FEBRUARY 21, 1997, MASSACHUSETTS
Another shitty show. Now I can’t decide if America hates me more than I hate myself.
UNDATED
The ironic part about all this Christian outrage is that on certain levels this tour pales compared to some of the things that we’ve done in the past. The Christians are complaining about the way I compare them to Nazis. They’re not complaining about me tearing up the bible; they’re not complaining about me wiping my ass with the American flag. I don’t know what’s more ridiculous: the stories they’ve created or the fact that people believe them. If I didn’t commit those acts, then where did they come from? Nowhere other than the imagination of my accusers. So who’s the sinner now?
MARCH, 1997, NEW YORK
I met Fiona Apple at the Grammy Awards after-party the other night. She’s this little singer who no one’s heard of. I’m a huge fan of her music. And she’s so sexy and fragile, definitely too fragile for me. If I was ever to be put in a circumstance where I could have sex with her, I would decline because her vagina is probably too precious to be dirtied by my filthy cock.
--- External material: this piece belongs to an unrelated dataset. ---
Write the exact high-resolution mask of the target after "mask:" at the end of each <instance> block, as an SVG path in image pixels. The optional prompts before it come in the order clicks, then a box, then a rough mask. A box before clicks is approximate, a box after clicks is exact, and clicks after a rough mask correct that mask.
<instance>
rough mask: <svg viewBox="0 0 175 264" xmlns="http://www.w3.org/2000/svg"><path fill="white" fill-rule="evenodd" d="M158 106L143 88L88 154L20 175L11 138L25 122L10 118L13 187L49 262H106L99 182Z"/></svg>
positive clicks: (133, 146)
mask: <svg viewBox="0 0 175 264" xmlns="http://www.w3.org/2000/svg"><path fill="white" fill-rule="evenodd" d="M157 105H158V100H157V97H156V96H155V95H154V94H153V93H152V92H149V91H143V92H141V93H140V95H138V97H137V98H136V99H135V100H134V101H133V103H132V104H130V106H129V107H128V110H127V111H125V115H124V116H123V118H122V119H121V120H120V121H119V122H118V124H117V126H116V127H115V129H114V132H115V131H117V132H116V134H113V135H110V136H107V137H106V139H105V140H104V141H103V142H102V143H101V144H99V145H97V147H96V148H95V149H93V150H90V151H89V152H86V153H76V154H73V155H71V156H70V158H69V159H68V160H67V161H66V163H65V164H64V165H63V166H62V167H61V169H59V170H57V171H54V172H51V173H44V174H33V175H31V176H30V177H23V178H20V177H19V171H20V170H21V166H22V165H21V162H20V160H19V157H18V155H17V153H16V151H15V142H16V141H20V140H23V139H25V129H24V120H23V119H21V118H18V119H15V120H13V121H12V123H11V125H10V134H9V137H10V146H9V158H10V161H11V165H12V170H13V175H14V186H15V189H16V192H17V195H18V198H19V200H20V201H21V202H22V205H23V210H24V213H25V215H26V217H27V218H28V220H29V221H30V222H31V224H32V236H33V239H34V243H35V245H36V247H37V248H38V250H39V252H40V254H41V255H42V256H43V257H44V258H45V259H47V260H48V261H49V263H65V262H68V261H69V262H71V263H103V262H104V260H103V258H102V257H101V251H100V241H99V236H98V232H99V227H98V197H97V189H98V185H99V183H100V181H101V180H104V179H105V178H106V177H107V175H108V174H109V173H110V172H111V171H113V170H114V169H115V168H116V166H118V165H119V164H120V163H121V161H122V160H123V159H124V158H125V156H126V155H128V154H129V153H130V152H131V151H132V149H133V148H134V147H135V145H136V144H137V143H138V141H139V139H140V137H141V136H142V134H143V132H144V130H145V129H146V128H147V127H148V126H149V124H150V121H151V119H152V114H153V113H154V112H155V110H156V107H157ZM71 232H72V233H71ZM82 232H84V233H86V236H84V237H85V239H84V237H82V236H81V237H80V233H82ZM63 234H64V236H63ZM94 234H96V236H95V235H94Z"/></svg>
When she walked in the room they were blasting the song we did for Lost Highway, “Apple of Sodom,” and the lyric playing was “I got something you can never eat.” Total delusional self, because that song’s about obsession and things you can never have and, in a distant way, is kind of inspired by her.
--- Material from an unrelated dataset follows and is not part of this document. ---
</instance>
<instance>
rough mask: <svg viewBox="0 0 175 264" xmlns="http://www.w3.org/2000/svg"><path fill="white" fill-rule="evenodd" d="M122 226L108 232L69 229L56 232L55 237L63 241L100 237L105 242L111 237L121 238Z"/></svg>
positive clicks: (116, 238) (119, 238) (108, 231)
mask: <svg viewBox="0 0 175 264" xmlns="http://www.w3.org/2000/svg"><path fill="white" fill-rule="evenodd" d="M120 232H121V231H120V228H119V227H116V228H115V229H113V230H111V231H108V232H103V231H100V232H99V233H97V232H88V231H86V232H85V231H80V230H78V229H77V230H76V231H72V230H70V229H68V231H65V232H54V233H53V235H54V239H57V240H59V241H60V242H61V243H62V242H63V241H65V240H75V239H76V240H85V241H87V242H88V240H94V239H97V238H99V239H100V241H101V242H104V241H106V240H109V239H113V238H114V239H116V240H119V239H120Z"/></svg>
She was slouched over and looked very timid, almost like a wounded deer, as if she was about to cry. I asked her what’s wrong, and she said she was overwhelmed and show business was too much stress for a girl of her age with her constitution. I asked her to sit down and said I’d bring her some food or a dri
nk, but she was a vegan and—unlike me—was really picky about what she’d put into her body, which definitely means we’ll never get along even though I’m attracted to her on many different levels. When I was speaking with her, I was distracted for two seconds by some celebrity’s drunk teenage daughter who was bouncing around singing songs and talking about the various rock stars who had made her pregnant. Another starfucker and sycophant sucking the life out of me and distracting me from the conversation that I want to have. When I turned back around, this weird fellow had kind of slithered his way up to Fiona and was performing card tricks for her. Really lame. In the book of shitty ways to pick up women this was chapter one. But I think it worked.
AFFIDAVIT OF
[NAME WITHHELD]
STATE OF OKLAHOMA
COUNTY OF OKLAHOMA
I [NAME WITHHELD] HEREBY SWEAR, AFFIRM, DECLARE AND AFFITT:
1. I AM A SEVENTEEN-YEAR-OLD MALE AND RESIDE AT [ADDRESS WITHHELD] OKLAHOMA CITY, OKLAHOMA [ZIP WITHHELD].
2. THREE YEARS AGO I WAS A RUNAWAY FOURTEEN-YEAR-OLD WHEN I FIRST MET MARILYN MANSON (BRIAN WARNER) AND WAS ACCEPTED BY HIM INTO HIS CIRCLE OF FRIENDS OR “FAMILY.” OVER THE COURSE OF THE PAST THREE YEARS I HAVE SPENT PERIODS OF TIME WITH MANSON ON TWENTY SPECIFIC PERIODS OF TIME, THE MOST RECENT BEING TWO MONTHS AGO. I DID SEE HIM LAST MONTH BRIEFLY.
3. I HAVE BEEN PRESENT IN THE CONCERT VENUES BOTH IN THE AUDIENCE AND BACKSTAGE AND BEHIND THE SCENES AT MANY MANSON CONCERTS INCLUDING THE CURRENT ANTICHRIST SUPERSTAR TOUR SIX TIMES.